The Ministry of Social Development confirms that “To be eligible for a Residential Care Subsidy single people must have assets equal to or below the allowable limit of $219,889.”

However, it’s not quite the end of NZ Super for your Mum.

“New Zealand Superannuation continues to be paid where a client has been needs assessed as requiring long-term residential care in a hospital or rest home indefinitely,” says a MSD spokesperson. “The majority of the NZ Superannuation payment is paid to the rest home towards the cost of care. The client is able to retain a portion of their NZ Superannuation to purchase items for their personal needs. For example, shampoo, magazines and postage stamps.

“This is referred to as the ‘Personal Allowance’. As at 1 April 2016, the rate of personal allowance is $86.90 per fortnight.”
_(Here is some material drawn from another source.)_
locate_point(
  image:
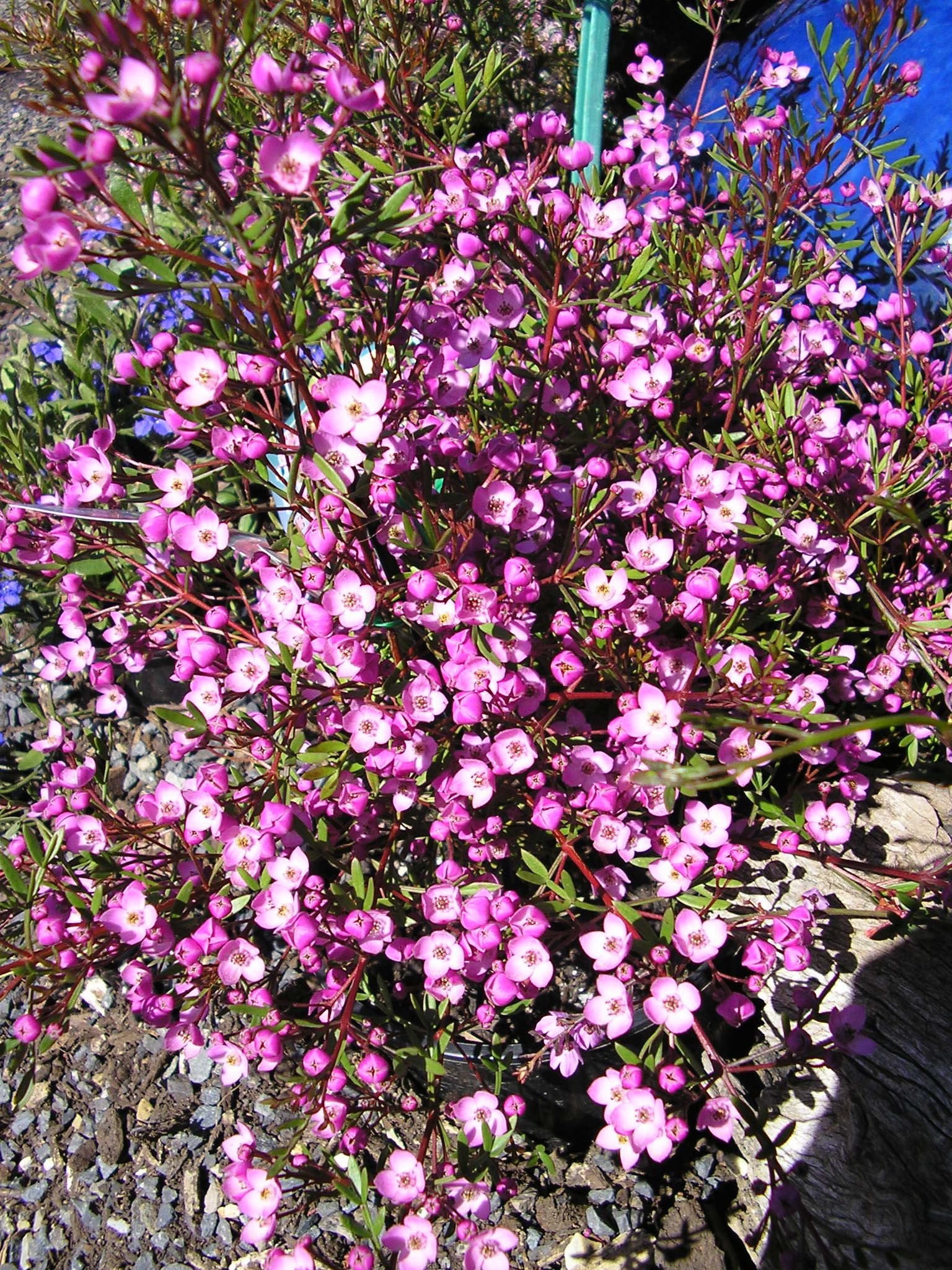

I understand why you’re unhappy with the situation. Perhaps it means that your inheritance is being eroded away. That’s hard to take.

But at least the allowable limit is much higher than it used to be. And it’s difficult to argue that taxpayers should cover the long-term residential care costs of someone who is reasonably well off.

On the trust situation, the MSD says, “People are required to disclose the details of the trust on the Residential Care Subsidy application form. This includes details of who established the trust, what assets were transferred to the trust and what gifting has taken place.”

The spokesperson continues, “The Residential Care Subsidy is both income and asset tested. When people transfer assets out of their ownership into a trust, then the Social Security Act provides for consideration of deprivation of both excess assets gifted and deprived income on the gifted assets.”

In other words, if someone puts assets in a trust, they deprive themselves of those assets and also income — perhaps interest, dividends or rent — that those assets could earn.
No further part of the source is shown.